How did the conflict with the Soviet Union affect the United States foreign policy during 1945-1990?
The conflict with the Soviet Union (the Cold War) completely dominated the United States’ foreign policy during the time period that you mention. The Cold War conflict influenced every aspect of American foreign policy. Let us look at two main ways in which this was true.
First, the need to compete with the Soviet Union made it so that American policymakers had to care about places that would have been irrelevant had it not been for the Cold War. The greatest examples of this are Korea and Vietnam. If we had not been competing with the Soviets, it is unlikely that we would have cared enough to intervene in civil wars in these two distant countries. The same is true of what happened when the Soviets invaded Afghanistan. We would not have aided Afghan rebels against invaders if we had not felt the need to contain communism everywhere in the world. Thus, the conflict with the Soviet Union led to the policy of containment which made every part of the world strategically important to the United States.

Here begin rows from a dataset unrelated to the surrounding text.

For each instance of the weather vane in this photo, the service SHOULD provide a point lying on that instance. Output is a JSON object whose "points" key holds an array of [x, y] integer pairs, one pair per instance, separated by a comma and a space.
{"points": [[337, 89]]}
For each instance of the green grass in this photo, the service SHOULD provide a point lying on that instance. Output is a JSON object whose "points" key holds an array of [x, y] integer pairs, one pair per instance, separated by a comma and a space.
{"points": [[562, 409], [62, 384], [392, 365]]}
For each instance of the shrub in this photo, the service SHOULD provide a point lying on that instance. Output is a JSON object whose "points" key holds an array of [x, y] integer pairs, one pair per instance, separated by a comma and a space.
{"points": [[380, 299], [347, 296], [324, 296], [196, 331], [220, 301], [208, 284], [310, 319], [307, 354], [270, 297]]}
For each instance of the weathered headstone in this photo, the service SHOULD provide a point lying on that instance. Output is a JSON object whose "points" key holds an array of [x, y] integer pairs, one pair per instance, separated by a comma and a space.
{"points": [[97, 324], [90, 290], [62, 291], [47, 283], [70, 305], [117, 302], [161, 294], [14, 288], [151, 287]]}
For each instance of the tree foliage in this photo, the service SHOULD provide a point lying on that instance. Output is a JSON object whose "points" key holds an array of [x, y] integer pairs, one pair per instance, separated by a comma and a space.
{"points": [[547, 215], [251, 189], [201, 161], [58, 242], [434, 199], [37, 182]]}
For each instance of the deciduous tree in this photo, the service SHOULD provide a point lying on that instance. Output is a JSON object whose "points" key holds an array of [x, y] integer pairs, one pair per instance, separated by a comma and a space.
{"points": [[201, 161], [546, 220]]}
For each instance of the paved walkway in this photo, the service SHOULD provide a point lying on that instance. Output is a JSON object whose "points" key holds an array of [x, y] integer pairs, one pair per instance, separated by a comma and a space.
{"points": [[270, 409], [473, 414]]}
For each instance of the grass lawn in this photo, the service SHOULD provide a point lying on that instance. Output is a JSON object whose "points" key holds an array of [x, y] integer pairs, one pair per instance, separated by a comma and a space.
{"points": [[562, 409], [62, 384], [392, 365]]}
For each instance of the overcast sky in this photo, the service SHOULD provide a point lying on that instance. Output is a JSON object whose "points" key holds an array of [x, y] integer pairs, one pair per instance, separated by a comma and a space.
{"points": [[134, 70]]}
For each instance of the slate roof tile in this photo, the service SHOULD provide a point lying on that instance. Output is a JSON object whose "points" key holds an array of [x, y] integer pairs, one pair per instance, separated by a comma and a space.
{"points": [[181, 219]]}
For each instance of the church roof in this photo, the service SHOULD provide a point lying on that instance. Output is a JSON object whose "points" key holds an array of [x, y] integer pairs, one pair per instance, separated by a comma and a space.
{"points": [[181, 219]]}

Second, the conflict with the Soviets also caused the US to support anti-communist governments even if they were otherwise abhorrent to our ideas of human rights. The US supported dictatorships and other undemocratic governments as long as they were anti-communist. One example of this was our support for the apartheid regime in South Africa. We supported this explicitly racist regime because it was anti-communist and it was strategically important for its location and resources.
In these ways, the conflict with the Soviet Union during the Cold War dominated the choices that the US made in foreign policy.